Sugandha shows more enthusiasm about the dessert she was served — red ant chutney. A giant nest with millions of ants was dismantled from its perch. “It fell at my feet and within seconds, hum kat kat ke mar gaye. But I bore it, thinking ‘You bite me now, I eat you later.’” The chutney, she says, was “yummy”. “The ant was khatta (sour), the larvae meetha (sweet).”
Her extreme palate has also experienced fried silkworm in Majuli in Assam, the world’s largest river island. “That was like chocolate egg — gooey inside, crunchy outside.”
But nothing could persuade her to emulate the star of the Assam episode who accompanied her to Calcutta. Anandita Dutta Tamuli has chomped her way into the Limca Book of Records in 2006 by finishing 60 chillies in two minutes and smearing 12 in her eyes in one minute.
The show, currently airing on Fox Traveller on Sundays at 8pm, has taken her to unsung champions like Anandita and to nooks like Bundi in Rajasthan, Sindhudurg in Maharashtra, Jamnagar in Gujarat and Bidar in Karnataka. “The canvas in India is insane. In pockets, they live just the way their forefathers did,” she muses.
Sugandha goes on to talk about much more — coffee processed from the droppings of a civet, Ulta Ramayana and Bhagvad Gita which can be read only with a mirror, street dentists who practice on the footpath, emu egg omlettes, moustache artists. “I have lived life a bit too much in these four months,” she laughs.
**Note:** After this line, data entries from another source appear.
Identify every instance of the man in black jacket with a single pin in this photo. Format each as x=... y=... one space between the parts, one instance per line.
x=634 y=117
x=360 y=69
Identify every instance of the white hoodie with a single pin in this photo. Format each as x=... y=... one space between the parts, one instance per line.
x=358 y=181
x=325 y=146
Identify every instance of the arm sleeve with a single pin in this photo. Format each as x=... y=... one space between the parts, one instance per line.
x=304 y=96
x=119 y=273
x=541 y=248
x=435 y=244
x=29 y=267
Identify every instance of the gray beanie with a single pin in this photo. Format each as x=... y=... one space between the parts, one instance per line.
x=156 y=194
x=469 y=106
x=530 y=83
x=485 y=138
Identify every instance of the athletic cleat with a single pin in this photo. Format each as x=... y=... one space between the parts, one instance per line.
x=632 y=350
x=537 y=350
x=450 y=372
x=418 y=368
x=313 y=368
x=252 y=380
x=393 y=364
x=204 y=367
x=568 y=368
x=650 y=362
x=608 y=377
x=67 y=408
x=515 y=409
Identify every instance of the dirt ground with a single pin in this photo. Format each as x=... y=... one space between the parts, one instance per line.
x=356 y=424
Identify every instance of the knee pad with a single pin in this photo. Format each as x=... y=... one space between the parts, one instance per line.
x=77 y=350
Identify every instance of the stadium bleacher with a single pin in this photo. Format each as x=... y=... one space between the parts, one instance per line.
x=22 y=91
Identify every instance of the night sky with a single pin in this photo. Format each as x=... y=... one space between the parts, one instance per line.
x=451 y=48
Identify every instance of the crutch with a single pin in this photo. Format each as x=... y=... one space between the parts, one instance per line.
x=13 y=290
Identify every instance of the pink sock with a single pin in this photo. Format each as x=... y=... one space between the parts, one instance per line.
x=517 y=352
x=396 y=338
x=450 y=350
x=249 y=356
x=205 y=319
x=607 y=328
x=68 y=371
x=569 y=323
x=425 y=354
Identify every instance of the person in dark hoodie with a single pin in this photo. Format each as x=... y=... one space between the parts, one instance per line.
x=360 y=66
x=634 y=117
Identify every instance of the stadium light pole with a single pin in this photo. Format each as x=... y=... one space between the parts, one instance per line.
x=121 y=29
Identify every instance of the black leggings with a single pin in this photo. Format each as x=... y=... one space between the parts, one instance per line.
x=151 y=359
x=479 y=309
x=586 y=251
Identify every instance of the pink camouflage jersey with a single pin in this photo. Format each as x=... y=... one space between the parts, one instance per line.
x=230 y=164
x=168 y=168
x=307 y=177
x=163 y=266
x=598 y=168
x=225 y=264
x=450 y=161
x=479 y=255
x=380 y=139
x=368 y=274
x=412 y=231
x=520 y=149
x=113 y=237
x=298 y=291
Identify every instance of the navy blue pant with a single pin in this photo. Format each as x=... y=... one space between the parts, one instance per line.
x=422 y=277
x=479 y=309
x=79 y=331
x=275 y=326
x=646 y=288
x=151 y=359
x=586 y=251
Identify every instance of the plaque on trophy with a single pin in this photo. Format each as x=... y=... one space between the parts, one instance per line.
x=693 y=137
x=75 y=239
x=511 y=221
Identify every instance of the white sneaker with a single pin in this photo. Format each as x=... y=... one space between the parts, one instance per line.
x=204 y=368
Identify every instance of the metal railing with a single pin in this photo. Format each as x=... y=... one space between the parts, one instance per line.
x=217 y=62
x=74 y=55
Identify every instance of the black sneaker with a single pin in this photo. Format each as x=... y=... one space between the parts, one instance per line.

After the success of Tere Bin Laden, Sugandha is looking forward to its sequel. Her film Patang, which also stars Nawazuddin Siddiqui (Khan in Kahaani) and Seema Biswas, is releasing in the US. While on the small screen her path may not cross with her husband Raghu’s, she nurtures a secret hope: “Wish someone casts us together in a film. Won’t we look cute?” asks the diminutive and delightfully lively wife of the small-screen disciplinarian.